Let’s Get This Sorted

Varèse was correct: timbre was taking over a larger role in the structure of music. Emphasis on tonal color has led to the ongoing development of synth technology offering astonishing possibilities for sound design. Instruments continue to appear with truly impressive factory sound sets. 

Almost any one of those incredible patches that inspire you to write music in the first place can also gobble up all available sonic space, and then, of course, you probably want to put many of them all together. Below are some ideas for creating the kinds of parts that can coexist and sound good together, and also ideas for sorting out a wall of sound that has already become…bulky. 

Chord content – Use simple intervals rather than full chords on polysynth parts. Maybe a certain track remains unedited since the original sketch, and many notes have become redundant or simply unnecessary. Reserve full chords for thicker texture. 

Doubling parts – This can sound great, even if just one of the chord voices is doubled, and especially if the envelopes are dissimilar (like pluck + pad). There are advantages to doing it quickly in your DAW (duplicate MIDI track and assign new sound) rather than program a layered patch. For example, once you have two tracks, it’s easy to decide whether that doubling needs to happen a hundred percent of the time. 

Frequency strata – Two great knobs on an SSL console’s channel strip are the Low Pass/Hi Pass shelving filters. Using them to set an available min/max frequency range for any part is a quick and easy way to audition a frequency map for the tracks/parts, especially if you are using some gloriously fat factory patches. Of course, lots of mixing consoles have this functionality, and it can also be done quickly with a bandpass filter. The idea is to rough it out with simple controls that make it easy to experiment and make a plan, and then head for your favorite equalizer where you will have more control to process the tracks. 

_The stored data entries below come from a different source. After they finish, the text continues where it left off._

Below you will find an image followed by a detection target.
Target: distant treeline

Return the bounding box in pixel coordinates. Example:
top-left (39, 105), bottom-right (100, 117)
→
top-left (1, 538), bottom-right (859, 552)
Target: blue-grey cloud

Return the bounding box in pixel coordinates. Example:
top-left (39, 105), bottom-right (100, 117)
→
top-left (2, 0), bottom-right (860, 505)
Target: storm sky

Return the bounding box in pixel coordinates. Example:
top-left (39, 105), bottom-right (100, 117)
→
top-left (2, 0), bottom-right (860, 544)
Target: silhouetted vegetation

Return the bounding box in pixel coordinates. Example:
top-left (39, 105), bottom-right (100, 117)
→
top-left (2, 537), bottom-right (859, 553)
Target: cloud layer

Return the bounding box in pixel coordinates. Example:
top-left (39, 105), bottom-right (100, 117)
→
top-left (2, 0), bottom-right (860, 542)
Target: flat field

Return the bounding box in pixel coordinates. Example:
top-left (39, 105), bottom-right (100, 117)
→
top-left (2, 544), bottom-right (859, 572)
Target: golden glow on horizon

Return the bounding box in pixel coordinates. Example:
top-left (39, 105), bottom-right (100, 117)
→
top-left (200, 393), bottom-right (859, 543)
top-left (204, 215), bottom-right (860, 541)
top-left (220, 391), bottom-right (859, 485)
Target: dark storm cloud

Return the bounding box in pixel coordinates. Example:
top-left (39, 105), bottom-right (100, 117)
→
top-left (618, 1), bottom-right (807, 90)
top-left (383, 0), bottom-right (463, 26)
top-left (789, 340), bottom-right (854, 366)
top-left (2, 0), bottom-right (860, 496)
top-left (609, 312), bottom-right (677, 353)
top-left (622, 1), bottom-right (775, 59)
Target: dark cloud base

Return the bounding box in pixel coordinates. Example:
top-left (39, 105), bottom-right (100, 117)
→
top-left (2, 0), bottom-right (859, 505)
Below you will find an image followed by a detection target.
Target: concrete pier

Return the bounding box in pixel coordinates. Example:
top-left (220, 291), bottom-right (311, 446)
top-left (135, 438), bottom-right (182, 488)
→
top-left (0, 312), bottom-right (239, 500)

Patch effects – Unless you are modulating them as playable parameters (key velocity, pressure), add the effects at the mix stage. However, if you’re routing keyboard velocity to bit crush in order to get a nice crunch on the hard attacks, keep it in the patch. If the patch has delay that functions rhythmically (syncs with BPM), then leave it on.  But if the patch effects are simply ambient delay or reverb, cut them and control the ambience in your DAW while mixing.

Let nothing sit still – Sweep a synth patch’s volume, filter, pitch, or drive just a bit and then cut the overall level. When sound is modulated, it attracts the ear more and needs less volume. Opera singers actually developed their tremolo and vibrato in order to be heard in the back row over the orchestra.

Spatial environment – Management of both frequency space and stereo image should be considered together. If you simply maintain the static stereo image of each synthesizer track, you can be limiting your control over the greater spatial environment. Try some mono placements, try modulating pan (CC#10) within the image, and then try widening some of the stereo pairs and narrowing others.

We’ve Got It All

The sheer sonic variety and power of electronic instruments is so compelling, and control over timbre so expressive. But only so much sonic space is available, only so much attention/absorption available in human listeners. Less can be more when it comes to your music’s eventual impact. If you start with too much density, then cull and cut and mute the overages. If nothing else, clarity and separation make it easier for a sound system to handle the multiple tasks your mix asks of them. 

Harmonic theory refers to many things, and the harmonics of each moment can be complex. Composers are in charge of the way they progress through the music and make us feel the way we do. For example, you can use a filter slightly to escort a melodic idea through to its completion. Make it subliminal; that works.

Truth be told, the best music incorporates all that’s come before: multipart polyphony plus musical chord progressions plus dynamic timbral fluctuations and sonic diversity. We have indeed got it all; welcome to the party!